Rita 1

As a young woman Rita might as well have been Rochester royalty. Her father was deputy Sheriff of the police department, and he was one of those gruff old time non-nonsense cops who swung a Billy club around the chip on his shoulder like an Irish stereotype. Rita was a flirt, but she was smart, educated and blessed with the good looks and figure of a small-town starlet. Eventually, she met my Grandfather Bill and gave birth to my uncle and father. Together they raised the kids on military bases all around the world before returning to the States to ease comfortably into retirement with a regular schedule of gardening, competition card games and the quest for the perfect Manhattan cocktail.

Rita was a unique and interesting storyteller too. Her tales were mostly about her spoiled childhood or her travels around Asia and Europe with my grandfather, but after he died she began to rack up quite the collection of solo adventure tales. From her cruises around the arctic to tracing the passions of Christ through Jerusalem she always seemed to be doing something epic. She was vicious but sincere of her criticisms of others. Her opinions often seemed outdated but were conveyed with such enthusiasm as to make you sometimes question your own convictions. These subjects included race, the church, and politics. Basically, all the no-no’s of polite conversation.

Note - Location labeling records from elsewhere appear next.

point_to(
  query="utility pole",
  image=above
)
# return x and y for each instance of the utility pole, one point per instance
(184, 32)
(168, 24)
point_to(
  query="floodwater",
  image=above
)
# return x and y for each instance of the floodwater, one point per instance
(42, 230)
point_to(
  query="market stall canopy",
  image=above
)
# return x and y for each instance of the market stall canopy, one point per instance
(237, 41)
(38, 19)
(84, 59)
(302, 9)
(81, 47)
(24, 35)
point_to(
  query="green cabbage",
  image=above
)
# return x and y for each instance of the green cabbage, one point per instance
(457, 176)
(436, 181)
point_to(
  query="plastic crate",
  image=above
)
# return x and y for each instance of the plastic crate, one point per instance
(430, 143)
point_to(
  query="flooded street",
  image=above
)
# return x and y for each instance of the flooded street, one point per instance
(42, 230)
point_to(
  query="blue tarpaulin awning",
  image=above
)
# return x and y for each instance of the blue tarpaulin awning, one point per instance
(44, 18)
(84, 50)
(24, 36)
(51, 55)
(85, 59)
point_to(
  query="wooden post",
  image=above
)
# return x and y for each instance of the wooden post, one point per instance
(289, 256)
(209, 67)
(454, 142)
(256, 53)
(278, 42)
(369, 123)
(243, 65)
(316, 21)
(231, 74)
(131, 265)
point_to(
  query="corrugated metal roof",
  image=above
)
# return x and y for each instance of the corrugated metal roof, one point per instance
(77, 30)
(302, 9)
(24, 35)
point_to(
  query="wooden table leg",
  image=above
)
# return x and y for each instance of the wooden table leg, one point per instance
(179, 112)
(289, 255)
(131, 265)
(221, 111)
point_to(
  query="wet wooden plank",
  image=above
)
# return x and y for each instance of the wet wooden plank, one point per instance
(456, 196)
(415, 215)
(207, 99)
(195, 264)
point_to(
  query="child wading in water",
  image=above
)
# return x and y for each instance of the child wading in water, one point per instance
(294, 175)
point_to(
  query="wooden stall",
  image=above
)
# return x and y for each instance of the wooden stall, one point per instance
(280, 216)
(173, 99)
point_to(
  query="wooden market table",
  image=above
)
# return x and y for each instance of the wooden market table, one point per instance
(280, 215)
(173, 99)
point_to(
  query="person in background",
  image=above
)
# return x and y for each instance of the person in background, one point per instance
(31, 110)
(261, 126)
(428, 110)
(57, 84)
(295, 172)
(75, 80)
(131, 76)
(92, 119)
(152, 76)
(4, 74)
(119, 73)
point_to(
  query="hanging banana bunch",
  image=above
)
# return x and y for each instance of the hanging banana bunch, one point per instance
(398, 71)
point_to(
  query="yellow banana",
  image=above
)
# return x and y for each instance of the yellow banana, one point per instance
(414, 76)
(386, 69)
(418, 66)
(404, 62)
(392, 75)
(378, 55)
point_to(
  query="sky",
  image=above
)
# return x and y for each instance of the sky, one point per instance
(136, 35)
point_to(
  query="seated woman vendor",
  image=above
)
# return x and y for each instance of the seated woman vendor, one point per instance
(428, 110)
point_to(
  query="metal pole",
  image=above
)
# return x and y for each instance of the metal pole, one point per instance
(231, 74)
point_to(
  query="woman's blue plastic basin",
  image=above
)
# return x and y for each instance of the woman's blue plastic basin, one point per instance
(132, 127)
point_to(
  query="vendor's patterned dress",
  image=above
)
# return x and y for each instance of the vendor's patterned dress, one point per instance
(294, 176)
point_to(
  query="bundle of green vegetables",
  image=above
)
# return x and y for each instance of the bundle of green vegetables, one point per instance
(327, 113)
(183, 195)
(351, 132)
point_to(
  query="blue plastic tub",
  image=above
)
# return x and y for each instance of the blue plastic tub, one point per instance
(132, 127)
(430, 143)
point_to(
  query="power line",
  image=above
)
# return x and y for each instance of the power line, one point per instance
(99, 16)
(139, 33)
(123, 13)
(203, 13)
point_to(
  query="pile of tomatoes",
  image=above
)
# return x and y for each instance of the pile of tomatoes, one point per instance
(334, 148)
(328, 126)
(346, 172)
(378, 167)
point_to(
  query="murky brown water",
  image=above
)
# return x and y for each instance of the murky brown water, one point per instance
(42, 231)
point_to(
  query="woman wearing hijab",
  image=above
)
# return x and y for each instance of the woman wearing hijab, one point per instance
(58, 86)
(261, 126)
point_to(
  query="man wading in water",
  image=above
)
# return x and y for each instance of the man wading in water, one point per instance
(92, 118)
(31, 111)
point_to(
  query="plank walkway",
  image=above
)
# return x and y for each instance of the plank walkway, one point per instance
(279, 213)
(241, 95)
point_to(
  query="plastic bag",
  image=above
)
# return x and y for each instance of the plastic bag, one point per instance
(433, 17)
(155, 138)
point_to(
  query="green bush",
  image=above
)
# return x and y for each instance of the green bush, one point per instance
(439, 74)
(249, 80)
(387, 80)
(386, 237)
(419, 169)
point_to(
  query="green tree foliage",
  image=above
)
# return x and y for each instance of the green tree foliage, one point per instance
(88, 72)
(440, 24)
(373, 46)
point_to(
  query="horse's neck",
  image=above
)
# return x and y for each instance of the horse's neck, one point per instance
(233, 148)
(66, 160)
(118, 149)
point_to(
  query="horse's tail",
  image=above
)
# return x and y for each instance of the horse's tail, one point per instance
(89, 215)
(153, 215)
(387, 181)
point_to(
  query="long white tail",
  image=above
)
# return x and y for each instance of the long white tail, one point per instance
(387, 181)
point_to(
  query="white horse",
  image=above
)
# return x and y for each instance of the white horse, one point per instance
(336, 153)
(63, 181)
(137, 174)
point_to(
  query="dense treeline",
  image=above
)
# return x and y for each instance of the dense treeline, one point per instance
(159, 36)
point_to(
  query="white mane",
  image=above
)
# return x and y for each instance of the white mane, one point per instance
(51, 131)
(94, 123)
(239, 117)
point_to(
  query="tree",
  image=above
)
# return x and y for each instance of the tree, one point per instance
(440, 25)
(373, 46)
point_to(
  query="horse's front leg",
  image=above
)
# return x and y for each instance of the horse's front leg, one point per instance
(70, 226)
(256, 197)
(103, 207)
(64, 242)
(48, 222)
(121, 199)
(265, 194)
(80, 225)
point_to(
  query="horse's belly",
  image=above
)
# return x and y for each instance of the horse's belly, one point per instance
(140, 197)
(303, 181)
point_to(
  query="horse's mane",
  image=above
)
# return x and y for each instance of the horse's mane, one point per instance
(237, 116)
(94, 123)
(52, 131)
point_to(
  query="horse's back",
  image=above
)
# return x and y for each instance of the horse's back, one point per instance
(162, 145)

When I was about 20 years old my college friends and I piled into an old 1978 AMC Concord with no power steering or brakes but a giant rebuilt V8 engine and drove down to Camp Hill, PA from Brooklyn, NY to give her a proper weekend visit. That would have been about 1992 or 93 and she still lived in the same house I’d always known as a child. The one with the enormous tree in the backyard and the green bean stalks growing up the north side near the wild strawberry patches. There she sat on the porch waiting for us, chain smoking Winston lights and petting her tiny poodle companion Tiffany.

Conversation would inevitably turn to her family roots Rochester and her early memories of growing up in that place with her now estranged brother George.  How the Connell family ended up in Rochester, how they all left and what happened to George are all fascinating stories for another time.